[Pacemaker] Trouble with Xen high availability. Can't get it.

Mon Dec 5 11:57:25 UTC 2011

Hello.
I made a cluster with two nodes(Ubuntu 11.10 + corocync + drbd + cman + Pacemaker), and configure Xen resource to start virtual machine (VM1 for short, Ubuntu 10.10 ), virtual machines disks are on the drbd resource.
So now i try testing availability.
I execute this command on node1:

$sudo crm node standby

And I receive this message:

block drbd1: Sending state for detaching disk failed

I notice that on node1 service drbd stops

$cat /proc/drbd
1: cs:Unconfigured

Is this normal? There is a following:

Virtual machine doesn't stop. It confirms with icmp echo response from the VM1. I run interactive VM1 console on node2, with :

$sudo xm console VM1

I can see that it continues to work, and remote ssh session with VM1 also continues to work.

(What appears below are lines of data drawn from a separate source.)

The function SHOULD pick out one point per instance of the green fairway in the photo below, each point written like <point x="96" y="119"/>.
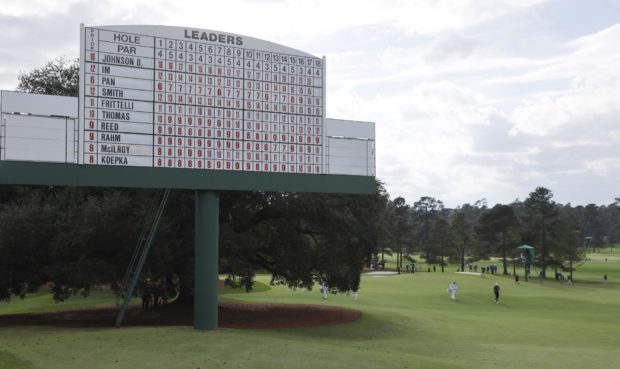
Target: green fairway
<point x="408" y="322"/>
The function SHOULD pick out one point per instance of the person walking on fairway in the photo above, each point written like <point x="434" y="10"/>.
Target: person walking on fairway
<point x="324" y="288"/>
<point x="452" y="289"/>
<point x="496" y="292"/>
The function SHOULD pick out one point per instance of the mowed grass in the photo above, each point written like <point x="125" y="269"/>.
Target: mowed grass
<point x="408" y="322"/>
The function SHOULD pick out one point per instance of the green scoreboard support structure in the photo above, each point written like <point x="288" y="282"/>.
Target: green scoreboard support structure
<point x="205" y="259"/>
<point x="207" y="185"/>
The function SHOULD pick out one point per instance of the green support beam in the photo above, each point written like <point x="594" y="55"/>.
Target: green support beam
<point x="206" y="260"/>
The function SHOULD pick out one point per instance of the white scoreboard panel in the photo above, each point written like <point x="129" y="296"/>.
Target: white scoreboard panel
<point x="176" y="97"/>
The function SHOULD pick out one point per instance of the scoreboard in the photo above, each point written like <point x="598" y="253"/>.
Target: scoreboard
<point x="175" y="97"/>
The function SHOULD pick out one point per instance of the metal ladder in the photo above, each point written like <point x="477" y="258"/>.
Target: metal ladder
<point x="128" y="285"/>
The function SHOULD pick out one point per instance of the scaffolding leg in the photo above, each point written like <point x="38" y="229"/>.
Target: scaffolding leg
<point x="206" y="260"/>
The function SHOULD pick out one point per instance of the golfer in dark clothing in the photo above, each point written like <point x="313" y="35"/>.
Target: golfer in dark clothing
<point x="496" y="292"/>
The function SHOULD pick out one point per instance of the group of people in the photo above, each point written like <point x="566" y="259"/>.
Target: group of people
<point x="452" y="288"/>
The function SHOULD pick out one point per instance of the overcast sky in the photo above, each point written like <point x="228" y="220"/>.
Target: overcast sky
<point x="472" y="99"/>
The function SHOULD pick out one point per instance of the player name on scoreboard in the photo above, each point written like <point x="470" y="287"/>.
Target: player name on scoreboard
<point x="182" y="98"/>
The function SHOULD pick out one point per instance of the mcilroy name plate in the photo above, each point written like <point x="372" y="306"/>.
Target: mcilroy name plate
<point x="175" y="97"/>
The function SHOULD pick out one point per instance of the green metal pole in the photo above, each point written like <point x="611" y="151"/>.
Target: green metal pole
<point x="206" y="260"/>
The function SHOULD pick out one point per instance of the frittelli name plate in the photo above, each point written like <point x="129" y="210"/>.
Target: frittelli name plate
<point x="174" y="97"/>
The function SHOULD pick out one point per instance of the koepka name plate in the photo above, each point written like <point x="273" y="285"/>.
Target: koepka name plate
<point x="174" y="97"/>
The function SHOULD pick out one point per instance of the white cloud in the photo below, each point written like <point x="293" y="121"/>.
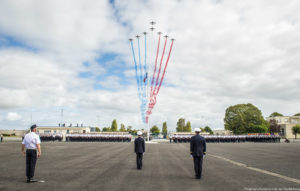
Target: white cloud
<point x="225" y="53"/>
<point x="12" y="116"/>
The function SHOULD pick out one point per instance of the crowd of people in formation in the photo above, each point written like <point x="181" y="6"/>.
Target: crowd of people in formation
<point x="228" y="138"/>
<point x="98" y="138"/>
<point x="46" y="137"/>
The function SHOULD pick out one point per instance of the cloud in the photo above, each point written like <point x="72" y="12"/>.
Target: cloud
<point x="12" y="116"/>
<point x="225" y="53"/>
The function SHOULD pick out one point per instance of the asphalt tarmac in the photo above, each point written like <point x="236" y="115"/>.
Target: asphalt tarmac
<point x="111" y="166"/>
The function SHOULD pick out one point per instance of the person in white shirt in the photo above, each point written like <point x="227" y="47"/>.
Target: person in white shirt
<point x="32" y="143"/>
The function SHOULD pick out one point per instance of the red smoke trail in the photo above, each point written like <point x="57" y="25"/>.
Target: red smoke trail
<point x="162" y="77"/>
<point x="154" y="94"/>
<point x="162" y="57"/>
<point x="157" y="51"/>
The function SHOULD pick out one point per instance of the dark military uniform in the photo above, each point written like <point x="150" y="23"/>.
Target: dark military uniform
<point x="139" y="149"/>
<point x="198" y="149"/>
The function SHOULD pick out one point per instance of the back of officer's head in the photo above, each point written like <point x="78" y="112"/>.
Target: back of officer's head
<point x="32" y="128"/>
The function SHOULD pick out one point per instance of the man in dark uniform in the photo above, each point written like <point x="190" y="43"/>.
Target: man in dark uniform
<point x="139" y="149"/>
<point x="32" y="143"/>
<point x="198" y="149"/>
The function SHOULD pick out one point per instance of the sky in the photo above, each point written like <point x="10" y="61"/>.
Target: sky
<point x="75" y="56"/>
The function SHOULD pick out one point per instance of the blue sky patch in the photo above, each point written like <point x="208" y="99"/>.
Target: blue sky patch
<point x="9" y="41"/>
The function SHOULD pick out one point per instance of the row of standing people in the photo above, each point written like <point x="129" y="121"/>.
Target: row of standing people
<point x="97" y="138"/>
<point x="228" y="139"/>
<point x="31" y="143"/>
<point x="47" y="137"/>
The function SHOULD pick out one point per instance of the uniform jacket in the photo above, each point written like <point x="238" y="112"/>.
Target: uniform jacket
<point x="139" y="145"/>
<point x="198" y="146"/>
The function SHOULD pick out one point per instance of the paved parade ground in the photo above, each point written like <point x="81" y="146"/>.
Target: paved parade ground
<point x="111" y="166"/>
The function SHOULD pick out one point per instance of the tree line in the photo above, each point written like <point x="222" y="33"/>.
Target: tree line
<point x="247" y="118"/>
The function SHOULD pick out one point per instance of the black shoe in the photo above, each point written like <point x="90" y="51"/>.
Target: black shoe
<point x="32" y="180"/>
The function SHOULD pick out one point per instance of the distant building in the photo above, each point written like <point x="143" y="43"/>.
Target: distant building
<point x="62" y="130"/>
<point x="286" y="124"/>
<point x="222" y="132"/>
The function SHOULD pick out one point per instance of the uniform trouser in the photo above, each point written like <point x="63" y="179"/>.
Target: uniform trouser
<point x="31" y="157"/>
<point x="198" y="166"/>
<point x="139" y="160"/>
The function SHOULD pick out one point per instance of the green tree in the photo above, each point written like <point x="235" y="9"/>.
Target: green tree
<point x="180" y="125"/>
<point x="114" y="125"/>
<point x="122" y="128"/>
<point x="129" y="128"/>
<point x="296" y="130"/>
<point x="165" y="129"/>
<point x="273" y="126"/>
<point x="208" y="129"/>
<point x="105" y="129"/>
<point x="154" y="130"/>
<point x="276" y="114"/>
<point x="244" y="118"/>
<point x="188" y="127"/>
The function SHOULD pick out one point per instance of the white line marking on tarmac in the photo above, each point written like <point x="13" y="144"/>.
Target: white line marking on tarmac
<point x="258" y="169"/>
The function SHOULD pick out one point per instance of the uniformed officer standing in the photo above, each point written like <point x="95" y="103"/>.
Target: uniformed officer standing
<point x="139" y="149"/>
<point x="33" y="150"/>
<point x="198" y="149"/>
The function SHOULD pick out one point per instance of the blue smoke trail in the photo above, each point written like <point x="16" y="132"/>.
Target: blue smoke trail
<point x="140" y="65"/>
<point x="135" y="66"/>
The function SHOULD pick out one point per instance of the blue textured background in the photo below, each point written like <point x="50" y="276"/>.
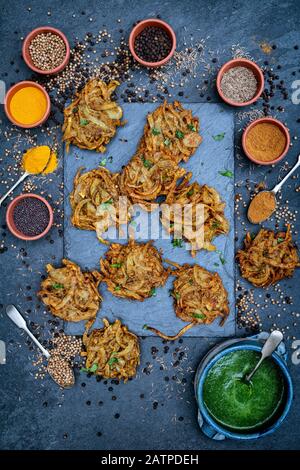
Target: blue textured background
<point x="35" y="414"/>
<point x="84" y="248"/>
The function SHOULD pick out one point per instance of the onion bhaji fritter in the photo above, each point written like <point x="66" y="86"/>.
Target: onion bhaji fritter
<point x="268" y="258"/>
<point x="133" y="271"/>
<point x="173" y="130"/>
<point x="196" y="196"/>
<point x="199" y="298"/>
<point x="112" y="351"/>
<point x="95" y="201"/>
<point x="149" y="175"/>
<point x="91" y="120"/>
<point x="71" y="294"/>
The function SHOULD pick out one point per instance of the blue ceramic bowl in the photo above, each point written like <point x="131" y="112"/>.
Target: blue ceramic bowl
<point x="269" y="428"/>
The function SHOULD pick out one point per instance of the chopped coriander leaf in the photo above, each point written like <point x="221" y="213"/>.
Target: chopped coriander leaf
<point x="227" y="173"/>
<point x="200" y="316"/>
<point x="83" y="122"/>
<point x="219" y="137"/>
<point x="155" y="131"/>
<point x="116" y="265"/>
<point x="179" y="134"/>
<point x="177" y="242"/>
<point x="146" y="163"/>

Then I bring back node1 , with:

$sudo crm node online

I receive messages:

dlm: Using TCP for comunications
dlm: connecting to 1
dlm: got connection from 1

There Icmp echo responces from VM1 stopped on 15 sec. Thus the interactive console VM1 on node2 and remote ssh session with VM1 too has shown shutdown process. 
I.e.there was a restart VM1 on node2, that as I believe shouldn't be.
Further I switch off node2:

$sudo crm node standby

Also, I receive this message:

block drbd1: Sending state for detaching disk failed

I notice that on node2 service drbd stops. The interactive console VM1 on node2 and remote ssh session has displayed shutdown process, but the interactive console VM1 on node1 works normally.
Thus ICMP echo response from the VM1 has stopped on 275с. During this time i cant get remote ssh connect to VM1.
After this long interval Xen services start working .
Further I switch on node2:

$sudo crm node online

A situation similarly described earlier, i.e. icmp echo responces to VM1 stopped on 15 sec. Thus the interactive console VM1 on node1 and remote ssh session with VM1 too has shown shutdown process. 
I.e. there was a restart VM1 on node1.

I have repeated this operation some times(4-5), with the same result, tried to add in parameters of service Xen:

meta allow-migrate = "true"

It doesn't changed behavior.

I wonder whether this parameter, allow-migrate, is necessary in Active/Active configuration? It was not include on Clusters from scratch manual, but i saw it on other (active/passive) config's, 
thus I assume it's not nessasary, because Xen services are equally started on both servers. And I expect that any node failure must not stop services on another node. Am I think correctly?

So. How to avoid such reboots of VM1? And  what I need to do for maintaining continuous working of VM1?

What the reason of such various delay restoration - 15 sec node1 and 275 sec on node2? How to reduce them, and is better to avoid?

Do i need live migration? If yes, then how to make that. I used parameter meta allow-migrate = "true", but it didn't influence.

Whether it is because i do not configure Stonith yet?. At least this is my assumption.

I will be grateful for you for any help.